Die Eule von Askir
Häuser in Askir war die Botschaft um einen großen Innenhof herum gebaut. Wenn man erst einmal die Mauer hochkam, stand einem das ganze Haus offen. Also eilte er lautlos die Mauerkrone entlang zum Dach, von dort aus hinüber zum Hauptgebäude, bis er über dem Quartier des Botschafters kauerte. Dass es die Räume des Botschafters waren, entsprang nur einer Vermutung, aber wer sonst sollte die Räume mit dem Balkon besitzen?
Geschickt ließ er sich von der Dachkante aus auf den Balkon herab, musterte die Fensterläden und schüttelte den Kopf, als er bemerkte, dass gleich der erste nicht verriegelt war. Beinahe hätte er sein Glück dort versucht, überlegte es sich anders und probierte die Balkontür. Auch dort hatte man vergessen, den Riegel vorzulegen, etwas, das Wiesel als sehr zuvorkommend empfand, schließlich hatte er zwei gebrochene Rippen.
Er öffnete sie vorsichtig, schlich sich hinein und zog die Tür sofort wieder hinter sich zu. Das hier war wohl der Salon des Botschafters, es gingen drei Türen ab, eine wohl zum Flur, eine mit Sicherheit zum Schlafzimmer, denn von dort erklang sonores Schnarchen. Die dritte Tür musste also zum Arbeitszimmer führen. Händler, Prinzen, Fürsten oder Botschafter… Wenn sie ein Arbeitszimmer besaßen, war das auch der Ort, an dem sich die Geldtruhe befand. Wegen der war er zwar nicht hier, aber… Irgendwie musste er ja in Übung bleiben!
Keine drei Atemzüge später hatte er sie gefunden, sie stand breit und dick direkt hinter dem massiven Stuhl des Botschafters an der Wand. Nett von ihm, dachte Wiesel, so gibt mir der Schreibtisch wenigstens Sichtdeckung. Kaum hatte er das gedacht, hörte er, wie im Salon verstohlen eine Tür geöffnet wurde.
Heute war die Nacht nicht so bewölkt, und Wiesel konnte schemenhaft die Gestalt erkennen, die in das Quartier des Botschafters geschlichen kam. Der Mann war gerüstet, einer der Gardisten der Botschaft. Aber warum schlich er hier herum wie ein Dieb in der Nacht?
Trotz der Schmerzen in seiner Seite musste Wiesel grinsen, es gab ja nur eine Erklärung: Der Soldat versuchte sich ebenfalls im Diebeshandwerk! Er entschied sich, erst einmal abzuwarten, was jetzt wohl geschehen würde.

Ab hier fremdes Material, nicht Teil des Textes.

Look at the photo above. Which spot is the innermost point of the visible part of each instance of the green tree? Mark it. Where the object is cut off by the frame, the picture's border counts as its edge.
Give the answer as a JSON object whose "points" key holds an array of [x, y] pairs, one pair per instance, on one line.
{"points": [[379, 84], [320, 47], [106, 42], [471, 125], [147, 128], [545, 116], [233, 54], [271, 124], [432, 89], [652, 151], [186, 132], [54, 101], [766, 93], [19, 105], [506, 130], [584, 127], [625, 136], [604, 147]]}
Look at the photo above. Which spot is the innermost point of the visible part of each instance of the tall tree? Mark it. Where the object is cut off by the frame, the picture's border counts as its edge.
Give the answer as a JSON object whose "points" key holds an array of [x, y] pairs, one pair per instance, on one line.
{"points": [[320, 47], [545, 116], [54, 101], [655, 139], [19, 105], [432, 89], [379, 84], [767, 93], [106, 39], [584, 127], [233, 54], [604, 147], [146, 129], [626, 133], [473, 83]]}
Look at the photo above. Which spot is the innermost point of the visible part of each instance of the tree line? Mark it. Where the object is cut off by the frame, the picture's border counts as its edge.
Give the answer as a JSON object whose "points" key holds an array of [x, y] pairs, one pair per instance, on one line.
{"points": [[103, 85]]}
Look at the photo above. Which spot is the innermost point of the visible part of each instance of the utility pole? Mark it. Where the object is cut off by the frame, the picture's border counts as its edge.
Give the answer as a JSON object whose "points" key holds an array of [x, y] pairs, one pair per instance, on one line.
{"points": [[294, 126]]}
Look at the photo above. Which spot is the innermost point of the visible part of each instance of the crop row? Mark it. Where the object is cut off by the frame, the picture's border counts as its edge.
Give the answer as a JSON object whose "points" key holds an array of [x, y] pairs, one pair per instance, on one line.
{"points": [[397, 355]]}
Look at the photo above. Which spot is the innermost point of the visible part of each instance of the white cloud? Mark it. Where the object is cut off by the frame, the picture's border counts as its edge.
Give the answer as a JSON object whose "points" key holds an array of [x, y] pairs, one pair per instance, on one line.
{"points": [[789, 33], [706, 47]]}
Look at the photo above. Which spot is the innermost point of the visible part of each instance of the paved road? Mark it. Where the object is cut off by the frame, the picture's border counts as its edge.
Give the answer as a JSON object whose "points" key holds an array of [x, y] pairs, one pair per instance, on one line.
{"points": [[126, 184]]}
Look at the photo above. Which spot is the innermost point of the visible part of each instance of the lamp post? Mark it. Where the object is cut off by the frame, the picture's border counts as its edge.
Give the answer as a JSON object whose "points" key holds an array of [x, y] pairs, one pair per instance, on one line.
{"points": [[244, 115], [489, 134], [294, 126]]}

Vorsichtig und blind tastete der Mann sich durch das Dunkel des Arbeitszimmers, stieß sich prompt ein Schienbein an dem schweren Stuhl und fiel mit lautem Scheppern vor der Geldtruhe zu Boden.
Wäre der Mann anders herum gefallen, hätte er Wiesel unter dem Schreibtisch bemerkt. Der hingegen schaute nur ungläubig zu, denn so viel Tollpatschigkeit hatte er schon lange nicht mehr erlebt. Es war ein Wunder, dass der Botschafter nicht erwachte. Oder aber, und das erschien Wiesel wahrscheinlicher, man hatte ihn betäubt.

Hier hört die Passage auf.